38 The references to Regina v. Clark (CCA, unreported 15 March 1990) and Regina v. Dopson (CCA, unreported 10 April 2003) do not appear to be cases of any assistance. Clark (supra) involved the imposition of gaol sentences for trafficking (two charges of supplying amphetamine contrary to s.25 of the Drug Misuse and Trafficking Act 1985) and did not involve a cultivation offence. Dopson (supra) was a case in which the respondent pleaded guilty to a single count on indictment charging him with the cultivation of a prohibited plant, cannabis, in an amount no less than the commercial quantity (501 plants). The appeal by the Director of Public Prosecutions pursuant to s.5D of the Criminal Appeal Act 1912 against a sentence of two years imprisonment imposed by Graham, DCJ., the sentence being wholly suspended. On appeal, Bell, J. (with whom Hidden and Buddin, JJ. agreed) did not consider that the decision to suspend the execution of the sentence produced a result so manifestly disproportionate to the circumstances of the offence. The appeal was dismissed.
39 Based on the premise that a term of full-time custody was a matter of common understanding and that the decisions in Clark (supra) and Dopson (supra) were "authorities" , the sentencing judge erroneously approached the matter on the basis that a sentence of full-time custody was required as a matter of agreement supported by reference to authorities that were not relevant to the point.

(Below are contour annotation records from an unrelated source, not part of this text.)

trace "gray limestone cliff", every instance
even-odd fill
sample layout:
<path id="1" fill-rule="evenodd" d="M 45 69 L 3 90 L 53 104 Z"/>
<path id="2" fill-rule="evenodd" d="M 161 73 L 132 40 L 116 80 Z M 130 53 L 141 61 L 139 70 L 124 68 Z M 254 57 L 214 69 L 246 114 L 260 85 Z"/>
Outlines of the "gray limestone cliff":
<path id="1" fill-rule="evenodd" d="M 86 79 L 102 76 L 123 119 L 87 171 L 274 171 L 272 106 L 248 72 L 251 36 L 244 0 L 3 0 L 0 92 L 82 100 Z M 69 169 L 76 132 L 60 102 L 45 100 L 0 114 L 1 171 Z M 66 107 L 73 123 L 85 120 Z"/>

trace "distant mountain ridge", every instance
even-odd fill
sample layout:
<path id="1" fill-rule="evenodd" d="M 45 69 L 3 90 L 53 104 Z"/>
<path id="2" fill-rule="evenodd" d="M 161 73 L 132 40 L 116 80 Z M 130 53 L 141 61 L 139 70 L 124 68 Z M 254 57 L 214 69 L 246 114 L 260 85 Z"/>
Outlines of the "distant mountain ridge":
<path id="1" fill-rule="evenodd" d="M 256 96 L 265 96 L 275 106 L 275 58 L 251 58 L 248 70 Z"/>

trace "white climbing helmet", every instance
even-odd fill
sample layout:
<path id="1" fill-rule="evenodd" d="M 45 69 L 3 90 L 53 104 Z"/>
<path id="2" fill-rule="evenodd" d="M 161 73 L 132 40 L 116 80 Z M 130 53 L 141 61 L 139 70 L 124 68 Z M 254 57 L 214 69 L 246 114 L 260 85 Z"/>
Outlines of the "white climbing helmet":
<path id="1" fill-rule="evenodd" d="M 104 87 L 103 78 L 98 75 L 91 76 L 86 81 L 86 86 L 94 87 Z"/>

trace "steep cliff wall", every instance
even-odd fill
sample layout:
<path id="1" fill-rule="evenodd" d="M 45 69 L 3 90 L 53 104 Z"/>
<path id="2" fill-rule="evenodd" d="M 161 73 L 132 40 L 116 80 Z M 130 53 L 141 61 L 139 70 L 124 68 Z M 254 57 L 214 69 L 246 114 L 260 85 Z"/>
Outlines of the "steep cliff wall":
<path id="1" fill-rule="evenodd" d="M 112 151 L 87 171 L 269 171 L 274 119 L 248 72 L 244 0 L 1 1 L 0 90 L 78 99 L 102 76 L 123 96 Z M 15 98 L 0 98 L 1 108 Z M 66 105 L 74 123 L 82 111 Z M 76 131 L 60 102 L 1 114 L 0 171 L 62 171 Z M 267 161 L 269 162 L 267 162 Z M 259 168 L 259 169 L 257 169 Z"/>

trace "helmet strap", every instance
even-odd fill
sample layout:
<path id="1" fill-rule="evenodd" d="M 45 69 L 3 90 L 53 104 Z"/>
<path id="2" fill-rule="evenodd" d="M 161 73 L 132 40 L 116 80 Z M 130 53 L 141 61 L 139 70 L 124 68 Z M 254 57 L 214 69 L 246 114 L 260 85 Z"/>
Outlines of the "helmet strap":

However, the question is whether or not that provides a sufficient base to warrant intervention by this Court. Given his Honour's finding that the cultivation of cannabis plants was not intended solely for the applicant's own consumption, a term of imprisonment was clearly the appropriate sentencing option. Accordingly, the erroneous statement by the judge as to the common understanding is not one which undermined or relevantly affected the sentencing process.
Ground Three: Over-estimation of criminality
Ground Four: Failure to take into account remorse
Ground Five: Failure to take into account successful rehabilitation.
40 I have indicated in relation to the first ground that the trial judge's finding that the cultivation was a highly professional one was open on the evidence. I do not consider that there is any substance to ground 3.
41 As to grounds 4 and 5, these are incorporated in the discussion on personal or subjective factors in relation to ground 1, and accordingly do not need to be separately considered.
42 I am of the opinion that the sentence should be set aside and the applicant should be re-sentenced. I am in agreement with the sentencing judge's finding of special circumstances. I take into account the offence on the Form 1, being possession of 28 grams of cannabis leaf. I propose a term of imprisonment of a total sentence of two years and two months commencing on 10 June 2004 and expiring on 9 August 2006 with a non-parole period of one year and three months expiring on 9 September 2005.
43 Accordingly I propose the following orders:-
1. Application for leave to appeal against sentence granted.
2. Appeal allowed and sentence imposed in the District Court quashed.
3. In lieu thereof the applicant be sentenced, taking into account the offence on the Form 1, to imprisonment for two years and two months commencing on 10 June 2004 and expiring on 9 August 2006 with a non-parole period of one year and three months commencing on 10 June 2004 and expiring on 9 September 2005.
4. The appellant ordered released to parole on 9 September 2005.